Norma tentang Tanggungjawab TNCs, menjadi penting karena 2 alasan pokok: pertama, dokumen ini dianggap oleh banyak komentator merupakan sebuah langkah maju yang diambil PBB – dalam hal ini Komisi HAM – untuk menegaskan prinsip-prinsip hukum internasional (international legal principle) yang (dapat) diterapkan pada sektor bisnis. Hukum internasional yang dimaksud, meliputi hukum hak asasi manusia, humaniter, perburuhan, lingkungan hidup, konsumen, dan hukum anti-korupsi.

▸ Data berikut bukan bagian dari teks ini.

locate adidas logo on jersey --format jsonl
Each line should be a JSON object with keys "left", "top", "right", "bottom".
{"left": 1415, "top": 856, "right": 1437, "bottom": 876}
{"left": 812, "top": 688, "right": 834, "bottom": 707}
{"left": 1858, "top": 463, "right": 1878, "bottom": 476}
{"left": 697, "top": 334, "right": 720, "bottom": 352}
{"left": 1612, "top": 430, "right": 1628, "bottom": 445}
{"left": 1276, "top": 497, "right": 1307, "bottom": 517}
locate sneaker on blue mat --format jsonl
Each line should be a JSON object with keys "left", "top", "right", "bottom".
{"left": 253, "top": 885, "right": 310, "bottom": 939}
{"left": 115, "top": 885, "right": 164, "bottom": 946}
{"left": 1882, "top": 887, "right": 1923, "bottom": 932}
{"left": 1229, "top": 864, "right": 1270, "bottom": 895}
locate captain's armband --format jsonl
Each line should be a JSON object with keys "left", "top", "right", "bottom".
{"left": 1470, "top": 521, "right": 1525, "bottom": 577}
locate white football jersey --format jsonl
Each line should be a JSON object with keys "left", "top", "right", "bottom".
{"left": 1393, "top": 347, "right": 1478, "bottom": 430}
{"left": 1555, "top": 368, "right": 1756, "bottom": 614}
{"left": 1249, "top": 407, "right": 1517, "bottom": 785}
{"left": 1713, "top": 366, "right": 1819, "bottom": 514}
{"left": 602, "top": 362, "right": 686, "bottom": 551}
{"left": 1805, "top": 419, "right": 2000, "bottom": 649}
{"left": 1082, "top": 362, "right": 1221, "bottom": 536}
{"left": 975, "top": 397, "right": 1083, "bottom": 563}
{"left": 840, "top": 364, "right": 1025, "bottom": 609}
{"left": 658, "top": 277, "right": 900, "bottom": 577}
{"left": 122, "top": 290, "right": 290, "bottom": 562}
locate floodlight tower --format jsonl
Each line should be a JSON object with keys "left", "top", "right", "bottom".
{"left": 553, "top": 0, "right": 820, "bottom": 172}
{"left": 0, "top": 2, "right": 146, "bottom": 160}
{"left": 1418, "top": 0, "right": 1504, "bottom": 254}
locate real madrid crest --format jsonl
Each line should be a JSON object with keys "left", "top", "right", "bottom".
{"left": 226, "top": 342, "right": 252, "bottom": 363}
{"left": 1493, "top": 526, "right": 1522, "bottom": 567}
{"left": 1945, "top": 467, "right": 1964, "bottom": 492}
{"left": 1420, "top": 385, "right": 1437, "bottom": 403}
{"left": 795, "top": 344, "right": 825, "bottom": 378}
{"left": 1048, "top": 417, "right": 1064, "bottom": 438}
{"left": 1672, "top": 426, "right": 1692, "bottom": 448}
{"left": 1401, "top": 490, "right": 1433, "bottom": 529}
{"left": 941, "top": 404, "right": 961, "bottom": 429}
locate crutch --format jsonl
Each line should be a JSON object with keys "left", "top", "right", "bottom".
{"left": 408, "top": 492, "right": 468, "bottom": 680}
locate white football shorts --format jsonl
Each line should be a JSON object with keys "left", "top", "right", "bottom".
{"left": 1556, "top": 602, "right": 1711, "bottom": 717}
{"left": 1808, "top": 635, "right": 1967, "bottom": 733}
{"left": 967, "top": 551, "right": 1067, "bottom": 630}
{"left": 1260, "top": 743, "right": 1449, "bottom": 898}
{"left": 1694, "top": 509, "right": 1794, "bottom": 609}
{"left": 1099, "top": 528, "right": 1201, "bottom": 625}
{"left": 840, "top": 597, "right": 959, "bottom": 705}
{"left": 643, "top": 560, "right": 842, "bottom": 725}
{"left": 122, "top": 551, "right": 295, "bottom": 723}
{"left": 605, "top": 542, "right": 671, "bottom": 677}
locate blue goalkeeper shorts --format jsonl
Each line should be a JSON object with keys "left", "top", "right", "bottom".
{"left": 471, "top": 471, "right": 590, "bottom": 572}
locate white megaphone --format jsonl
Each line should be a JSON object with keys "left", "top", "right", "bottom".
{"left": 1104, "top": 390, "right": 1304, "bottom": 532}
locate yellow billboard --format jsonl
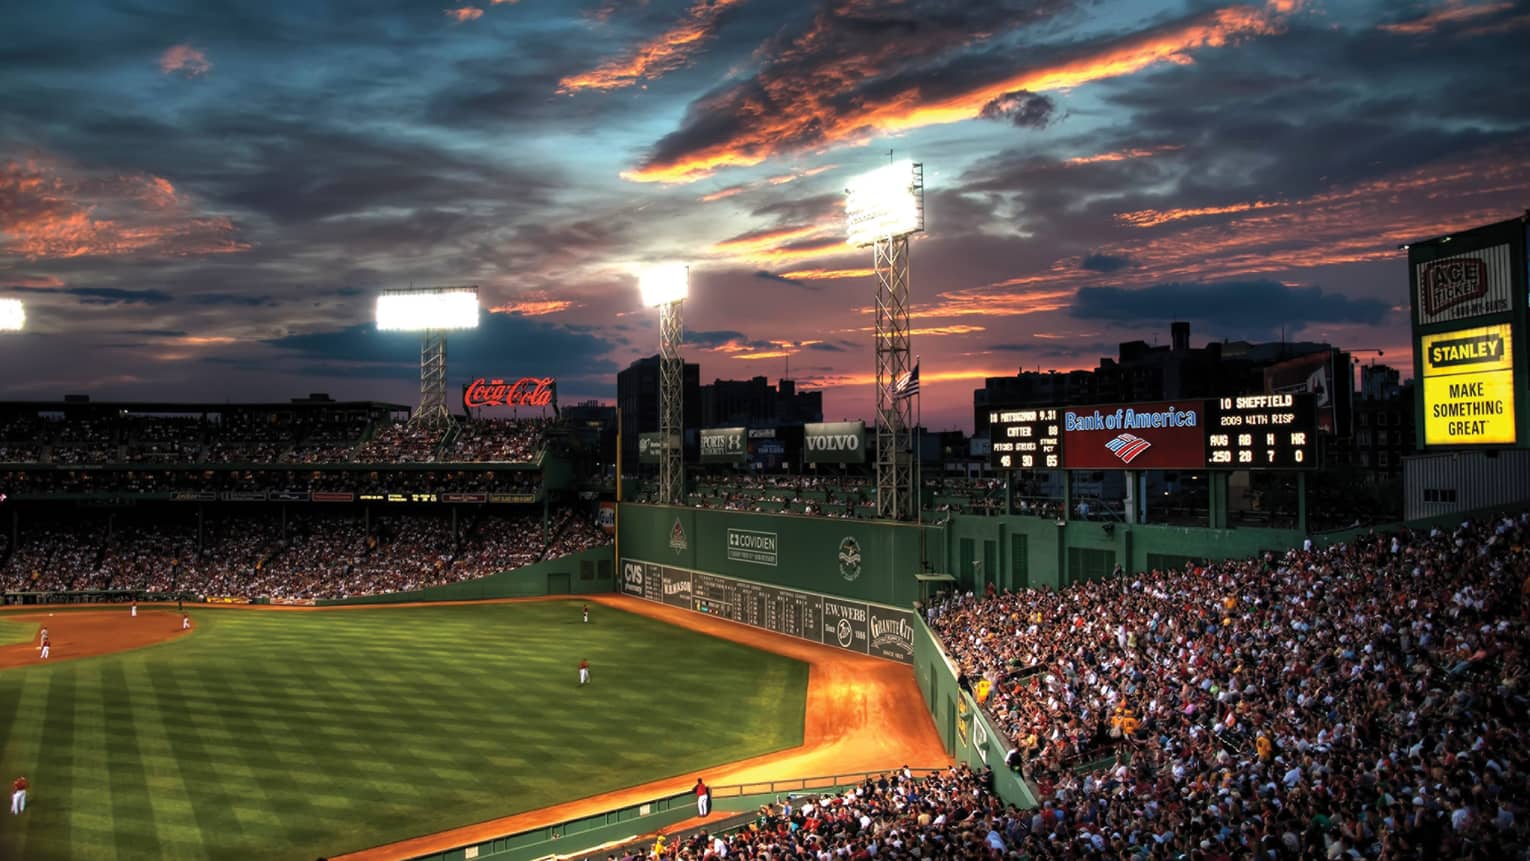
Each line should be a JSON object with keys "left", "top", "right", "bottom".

Kedua, dokumen ini memberikan norma sekaligus alat analisis untuk menilai apakah sebuah korporasi

Secara singkat, merujuk pada dokumen Global Compact, penilaian HAM atas kinerja korporasi meliputi 9 isu[13], sebagai berikut:

(1) dukungan dan penghormatan HAM yang diterima secara internasional (internationally proclaimed human rights) berdasarkan pengaruh yang dimilikinya;

(2) aktivitas yang dilakukan dipastikan tidak melanggar dan menyebabkan timbulnya kejahatan HAM (human rights abuses);

(3) mewujudkan kebebasan berserikat dan pengakuan terhadap hak atas posisi tawar kolektif buruh (the right to collective bargaining);

(4) turut serta menghapus segala bentuk perbudakkan dan pemaksaan kerja (forced and compulsory labor);

(5) berpartisipasi menghapus buruh anak;

(6) menghapus praktek-praktek diskriminasi dalam pekerjaan dan lapangan kerja;

(7) mendukung pendekatan pencegahan kerusakan lingkungan;

(8) mengambil inisiatif mempromosikan tanggungjawab lingkungan yang lebih besar;

(9) mendorong pengembangan dan difusi teknologi yang ramah lingkungan.

Dokumen yang diadopsi CHR, merupakan langkah berani melampaui inisiatif yang dipelopori Koffi Annan. Perkembangan mengarah pada standar hukum internasional yang sifatnya legally binding, setidaknya sudah dimulai secara sistematis pada 1999, utamanya dibidang hukum HAM, saat working group on the working methods and activities of transnational corporations of the Sub-Commission, menetapkan perlunya perumusan sebuah code of conduct bagi korporasi (perusahaan) berbasis standar hak asasi manusia.[14] Namun demikian

Dalam dokumen ini, CHR mengembangkan argumen, dengan merefer pada pasal 1, 2, 55 dan 56 Piagam PBB inter alia untuk mempromosikan penghormatan universal terhadap HAM dan kebebasan-kebebasan dasar. Kemudian, CHR merefer UDHR, dengan menegaskan kewajiban semua penduduk dan bangsa, pemerintah dan organ masyarakat lainnya serta individu untuk mempromosikan penghormatan HAM dan kebebasan fundamental.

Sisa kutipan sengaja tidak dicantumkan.